Закрывая глаза, он видел карту своего города, на которой площадь, водокачка, каменные корыта, торговая улица и он сам, — все было укоренено раз и навсегда. Потом он поднимался из‑за стола и принимался ходить взад–вперед по темной лавке, дотрагиваясь до карт кончиками пальцами и вздыхая.
Вот уже несколько лет Иахин–Воаз работал над картой для своего сына. Из множества карт, что прошли через его руки, из докладов топографов и людей, собирающих для него информацию, из книг и судовых журналов, из собственных его записей и наблюдений вырос объемистый корпус знаний, легший в основу карты для его сына. Он постоянно что‑то прибавлял к нему, перерабатывая, исправляя и следя, чтобы карта не устаревала.
Иахин–Воаз ничего не говорил о своей карте жене и сыну, притом, что он тратил на нее большую часть свободного времени. Он не ждал, что сын примет от него его дело, да и не хотел этого. А хотел он, чтобы его сын вышел в мир, чтобы узнал об этом мире больше, чем узнал о нем он, Иахин–Воаз. Он, конечно, отложил для мальчика какие‑то деньги, но карта призвана была быть большей частью его наследства. Она была ничем иным, как картой карт, способной указать сыну все, что тот ни пожелает найти, и таким образом укрепить его в желании начать жизнь настоящим мужчиной.
Сына Иахин–Воаза звали Воаз–Иахин. Когда ему исполнилось шестнадцать, его отец решил, что настало время показать ему карту карт.
— Каждый, живущий на этой земле, что‑то ищет, — сказал Иахин–Воаз сыну своему Воаз–Иахину, — и благодаря картам каждая найденная вещь не теряется вновь. Целые века таких находок — на стенах и в шкафах этой лавки.
— Если все найденное не теряется вновь, то когда‑нибудь находкам придет конец, — заметил Воаз–Иахин. — Когда‑нибудь станет нечего искать. — Обликом он был весь в мать. Его лицо было для его отца тайной, — тот чувствовал, что если постарается угадать мысли сына по его лицу, то, скорее всего, окажется ни с чем.
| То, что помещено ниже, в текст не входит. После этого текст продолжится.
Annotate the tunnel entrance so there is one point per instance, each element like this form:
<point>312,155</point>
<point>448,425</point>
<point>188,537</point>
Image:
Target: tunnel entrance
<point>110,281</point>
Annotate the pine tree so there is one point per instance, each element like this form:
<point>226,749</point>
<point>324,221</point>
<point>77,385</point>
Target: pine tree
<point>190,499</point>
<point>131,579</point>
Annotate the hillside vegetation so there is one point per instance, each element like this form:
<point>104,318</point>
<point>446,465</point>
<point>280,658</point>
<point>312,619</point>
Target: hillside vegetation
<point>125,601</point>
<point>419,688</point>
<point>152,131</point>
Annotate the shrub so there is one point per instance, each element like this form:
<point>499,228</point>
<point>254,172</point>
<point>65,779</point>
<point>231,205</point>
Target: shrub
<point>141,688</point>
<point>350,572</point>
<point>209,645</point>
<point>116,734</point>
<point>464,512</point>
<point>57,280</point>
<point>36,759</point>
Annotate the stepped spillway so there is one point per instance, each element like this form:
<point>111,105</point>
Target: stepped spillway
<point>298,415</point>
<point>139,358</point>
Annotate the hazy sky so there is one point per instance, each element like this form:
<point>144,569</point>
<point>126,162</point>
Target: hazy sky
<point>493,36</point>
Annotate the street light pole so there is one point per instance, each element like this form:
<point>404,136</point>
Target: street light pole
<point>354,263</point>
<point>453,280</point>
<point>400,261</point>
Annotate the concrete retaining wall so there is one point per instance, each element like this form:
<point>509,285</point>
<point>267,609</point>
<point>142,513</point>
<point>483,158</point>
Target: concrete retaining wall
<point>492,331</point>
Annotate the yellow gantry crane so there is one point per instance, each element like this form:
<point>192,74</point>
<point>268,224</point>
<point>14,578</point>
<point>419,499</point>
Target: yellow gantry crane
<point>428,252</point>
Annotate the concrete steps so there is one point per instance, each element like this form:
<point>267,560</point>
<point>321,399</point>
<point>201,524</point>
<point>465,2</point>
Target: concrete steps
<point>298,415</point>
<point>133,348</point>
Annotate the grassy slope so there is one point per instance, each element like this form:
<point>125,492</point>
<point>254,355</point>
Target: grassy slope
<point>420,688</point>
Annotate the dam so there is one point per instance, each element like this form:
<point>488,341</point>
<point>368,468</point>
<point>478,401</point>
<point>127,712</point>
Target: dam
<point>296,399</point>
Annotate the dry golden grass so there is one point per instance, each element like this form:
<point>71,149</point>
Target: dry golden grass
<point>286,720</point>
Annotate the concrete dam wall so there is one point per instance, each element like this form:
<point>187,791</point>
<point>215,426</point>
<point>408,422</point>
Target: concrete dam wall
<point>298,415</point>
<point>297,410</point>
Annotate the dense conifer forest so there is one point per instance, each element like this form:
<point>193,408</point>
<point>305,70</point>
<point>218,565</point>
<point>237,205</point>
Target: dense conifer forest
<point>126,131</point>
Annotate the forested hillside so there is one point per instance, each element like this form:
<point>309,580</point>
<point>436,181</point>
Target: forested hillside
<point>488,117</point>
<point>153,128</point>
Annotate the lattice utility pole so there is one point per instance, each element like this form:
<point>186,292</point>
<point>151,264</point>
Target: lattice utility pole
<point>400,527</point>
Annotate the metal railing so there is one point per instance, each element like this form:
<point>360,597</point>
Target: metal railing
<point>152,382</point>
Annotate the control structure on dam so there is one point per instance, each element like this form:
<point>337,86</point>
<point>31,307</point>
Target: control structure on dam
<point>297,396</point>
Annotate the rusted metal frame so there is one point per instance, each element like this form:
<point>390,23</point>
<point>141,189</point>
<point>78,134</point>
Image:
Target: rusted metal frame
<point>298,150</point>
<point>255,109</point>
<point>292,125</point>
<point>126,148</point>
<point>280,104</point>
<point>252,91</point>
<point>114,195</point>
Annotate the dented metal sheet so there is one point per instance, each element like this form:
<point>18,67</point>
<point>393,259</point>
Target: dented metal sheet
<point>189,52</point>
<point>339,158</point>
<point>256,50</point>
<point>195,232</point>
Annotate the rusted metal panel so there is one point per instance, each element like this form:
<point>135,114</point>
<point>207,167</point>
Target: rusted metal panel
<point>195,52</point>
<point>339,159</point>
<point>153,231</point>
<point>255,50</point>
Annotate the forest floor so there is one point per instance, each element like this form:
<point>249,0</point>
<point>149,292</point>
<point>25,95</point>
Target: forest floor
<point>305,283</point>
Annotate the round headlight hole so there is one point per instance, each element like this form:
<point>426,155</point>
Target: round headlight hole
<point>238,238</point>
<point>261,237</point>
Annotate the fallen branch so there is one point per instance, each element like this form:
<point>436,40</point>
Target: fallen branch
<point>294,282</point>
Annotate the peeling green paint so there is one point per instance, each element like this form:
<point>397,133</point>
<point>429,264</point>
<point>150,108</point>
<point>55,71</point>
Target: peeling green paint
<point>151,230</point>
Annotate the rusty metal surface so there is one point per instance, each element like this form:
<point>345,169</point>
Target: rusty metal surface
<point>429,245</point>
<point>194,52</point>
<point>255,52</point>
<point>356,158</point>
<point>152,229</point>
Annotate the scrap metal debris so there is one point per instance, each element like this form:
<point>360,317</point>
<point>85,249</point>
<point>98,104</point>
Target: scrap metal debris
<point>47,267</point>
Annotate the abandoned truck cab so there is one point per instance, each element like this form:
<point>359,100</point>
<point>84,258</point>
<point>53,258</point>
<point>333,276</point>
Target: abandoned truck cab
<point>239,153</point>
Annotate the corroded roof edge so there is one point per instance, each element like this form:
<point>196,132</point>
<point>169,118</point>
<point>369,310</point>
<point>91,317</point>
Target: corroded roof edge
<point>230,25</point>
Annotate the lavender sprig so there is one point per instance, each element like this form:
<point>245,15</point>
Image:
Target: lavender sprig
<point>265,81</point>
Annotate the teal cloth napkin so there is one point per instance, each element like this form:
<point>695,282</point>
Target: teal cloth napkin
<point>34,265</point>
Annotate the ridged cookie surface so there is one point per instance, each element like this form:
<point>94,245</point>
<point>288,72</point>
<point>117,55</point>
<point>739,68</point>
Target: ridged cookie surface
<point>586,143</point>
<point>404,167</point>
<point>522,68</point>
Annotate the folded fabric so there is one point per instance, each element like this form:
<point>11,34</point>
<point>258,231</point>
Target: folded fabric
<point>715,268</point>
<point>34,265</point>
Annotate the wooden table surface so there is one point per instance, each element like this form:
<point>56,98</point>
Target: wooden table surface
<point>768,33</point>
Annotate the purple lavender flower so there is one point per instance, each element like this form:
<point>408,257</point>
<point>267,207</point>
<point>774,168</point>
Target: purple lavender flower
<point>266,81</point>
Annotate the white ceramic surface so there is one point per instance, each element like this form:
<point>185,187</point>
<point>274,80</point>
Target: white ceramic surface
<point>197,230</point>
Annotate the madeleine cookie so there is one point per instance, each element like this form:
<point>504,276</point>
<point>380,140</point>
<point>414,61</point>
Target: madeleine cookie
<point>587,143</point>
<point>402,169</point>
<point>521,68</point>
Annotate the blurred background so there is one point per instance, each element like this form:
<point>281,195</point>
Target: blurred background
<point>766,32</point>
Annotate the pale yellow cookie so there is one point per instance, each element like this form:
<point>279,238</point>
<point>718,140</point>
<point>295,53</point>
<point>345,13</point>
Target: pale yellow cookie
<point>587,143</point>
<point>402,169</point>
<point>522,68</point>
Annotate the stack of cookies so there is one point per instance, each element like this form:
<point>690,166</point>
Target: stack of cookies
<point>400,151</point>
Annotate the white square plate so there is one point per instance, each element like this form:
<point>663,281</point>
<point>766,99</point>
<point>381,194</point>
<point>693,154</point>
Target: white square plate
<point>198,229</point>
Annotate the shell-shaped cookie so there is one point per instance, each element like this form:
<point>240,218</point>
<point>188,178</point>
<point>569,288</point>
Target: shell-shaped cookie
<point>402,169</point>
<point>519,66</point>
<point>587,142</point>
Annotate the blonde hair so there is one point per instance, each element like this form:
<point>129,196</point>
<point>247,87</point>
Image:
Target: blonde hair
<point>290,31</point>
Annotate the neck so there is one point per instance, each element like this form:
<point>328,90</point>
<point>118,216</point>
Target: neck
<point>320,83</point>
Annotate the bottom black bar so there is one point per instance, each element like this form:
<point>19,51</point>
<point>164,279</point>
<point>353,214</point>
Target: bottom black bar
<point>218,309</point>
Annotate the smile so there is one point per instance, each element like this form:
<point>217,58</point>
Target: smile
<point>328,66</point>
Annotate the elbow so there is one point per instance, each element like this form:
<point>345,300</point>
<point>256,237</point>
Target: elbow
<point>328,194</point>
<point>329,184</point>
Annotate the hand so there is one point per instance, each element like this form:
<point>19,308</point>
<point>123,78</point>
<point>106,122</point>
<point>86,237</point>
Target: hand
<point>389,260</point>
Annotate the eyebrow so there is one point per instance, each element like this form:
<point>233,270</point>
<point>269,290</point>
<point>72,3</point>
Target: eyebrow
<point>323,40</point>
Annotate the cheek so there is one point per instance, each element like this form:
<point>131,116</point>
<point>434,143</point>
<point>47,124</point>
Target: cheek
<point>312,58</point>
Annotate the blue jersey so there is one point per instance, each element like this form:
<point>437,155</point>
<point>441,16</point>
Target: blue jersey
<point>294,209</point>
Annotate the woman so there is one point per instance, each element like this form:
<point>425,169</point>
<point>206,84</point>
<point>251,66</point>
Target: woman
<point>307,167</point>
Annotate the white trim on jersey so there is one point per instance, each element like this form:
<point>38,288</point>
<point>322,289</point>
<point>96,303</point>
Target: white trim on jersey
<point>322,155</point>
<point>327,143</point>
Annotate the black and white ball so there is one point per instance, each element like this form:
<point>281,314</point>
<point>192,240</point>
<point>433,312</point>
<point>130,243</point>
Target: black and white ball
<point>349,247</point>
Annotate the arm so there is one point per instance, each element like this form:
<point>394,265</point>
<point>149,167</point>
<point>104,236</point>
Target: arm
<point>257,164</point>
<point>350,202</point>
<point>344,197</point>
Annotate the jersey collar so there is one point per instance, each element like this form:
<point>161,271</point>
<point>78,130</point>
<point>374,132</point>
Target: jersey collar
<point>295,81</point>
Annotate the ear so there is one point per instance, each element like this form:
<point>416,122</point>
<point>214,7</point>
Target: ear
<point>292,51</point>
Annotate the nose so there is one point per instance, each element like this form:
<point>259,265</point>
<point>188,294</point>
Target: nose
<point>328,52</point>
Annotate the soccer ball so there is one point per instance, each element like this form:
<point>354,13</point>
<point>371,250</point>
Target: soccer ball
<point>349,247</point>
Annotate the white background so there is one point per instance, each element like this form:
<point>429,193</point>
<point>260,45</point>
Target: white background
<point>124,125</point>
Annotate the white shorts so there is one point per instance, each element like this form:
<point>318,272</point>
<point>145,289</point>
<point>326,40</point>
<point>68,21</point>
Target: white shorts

— Такими словами молодые люди любят выводить из себя своих родителей, — ответил на это Иахин–Воаз. — Заруби себе на носу, что находкам нет конца. А что касается того, что уже найдено, — ты что же, хочешь, чтобы все знание вдруг пропало, ты сам стал полным невежей, а мир потерял весь накопленный опыт? Этому они учат тебя в твоей школе?